In key evaluation metrics, YOLO-Weld also excels, achieving a $\:{mAP}_{50}$ of 84.8%, which is 15.6% points higher than YOLOV9’s score of 69.2%. Additionally, the$\:{mAP}_{50:95}$ score is 65.3%, reflecting an improvement of 15.8% points compared to YOLOV9’s 49.5%. These results indicate that YOLO-Weld maintains excellent detection performance across various IoU thresholds, particularly in comparison to YOLOV10-l (60.4%) and YOLOV6-l (60.5%), where the performance gap is even more pronounced.

It is noteworthy that while improving performance, YOLO-Weld has reduced its parameter count (31.0 M) and computational load (117.1 GFLOPS) compared to YOLOV9, being only slightly higher than YOLOV9-c. Although YOLOV9-c has a slight advantage in this regard, its performance is significantly inferior to that of YOLOV9. This demonstrates that we have carefully considered computational efficiency while optimizing model performance, allowing YOLO-Weld to have strong application potential for real-time detection in industrial settings, particularly on resource-constrained edge devices.

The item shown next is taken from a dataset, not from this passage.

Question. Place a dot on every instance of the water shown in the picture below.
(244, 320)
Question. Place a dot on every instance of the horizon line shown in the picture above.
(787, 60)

In summary, YOLO-Weld excels in key metrics such as precision, recall, F1 score, and mAP, while maintaining a relatively lightweight structure with low parameter count and computational complexity. This makes it not only suitable for industrial-grade applications but also capable of running efficiently in environments with limited computational resources, particularly in the context of laser weld point detection, which involves complex and imbalanced datasets.

Visualization results

Figure 11 illustrates the detection performance of both the YOLOv9 and YOLO-Weld algorithms across various samples. It is evident that YOLO-Weld outperforms YOLOv9 in terms of detection accuracy, while also significantly reducing instances of missed detections and false positives.In the top left panel, YOLOv9 incorrectly classified the ShuangLuoXuan class as the Good class. In the top right panel, it missed detecting the ShaoHanDian class altogether.In the bottom left panel, the WuNengLiang class was mistakenly identified as the DuanLie class. In the bottom right panel, the WuNengLiang class was incorrectly classified as the HanChuan class.In comparison, YOLO-Weld demonstrates greater precision on these samples, accurately identifying and classifying them while significantly reducing the likelihood of missed detections and false positives. This indicates that YOLO-Weld exhibits higher robustness and accuracy when handling complex samples.

Conclusion

Through this study, we propose a laser weld spot detection algorithm based on YOLO-Weld, addressing several challenges such as limited sample size, the long-tail effect caused by sample imbalance, errors in bounding box localization, slow regression processes, and the diverse shapes and inconsistent scales of samples in laser weld spot detection. Our solution includes the use of data augmentation strategies, which significantly increase the number of samples from minority classes. The DCNLoss loss function effectively mitigates the negative impact of the long-tail effect, while the AHIoU Loss function enhances the accuracy and stability of bounding box regression. By employing hierarchical feature fusion and selecting heterogeneous convolutional kernels, the lightweight multi-scale feature processing module MSBCSPELAN enhances the model’s capability to process image features at various scales. Simultaneously, it reduces both the number of parameters and the computational load of the model. The experimental results indicate that YOLO-Weld significantly improves the accuracy and efficiency of laser weld spot detection compared to existing methods, with enhancements of 15.6% and 15.8% in metrics $\:{mAP}_{50}$and $\:{mAP}_{50:95}$, respectively. Additionally, the model’s parameter count is reduced by 0.4 M, and GFLOPS are decreased by 1.1. Furthermore, there are increases of 4.3% in precision, 22.2% in recall, and 15.1% in the F1 score. Consequently, YOLO-Weld presents an excellent solution for practical laser weld spot detection systems.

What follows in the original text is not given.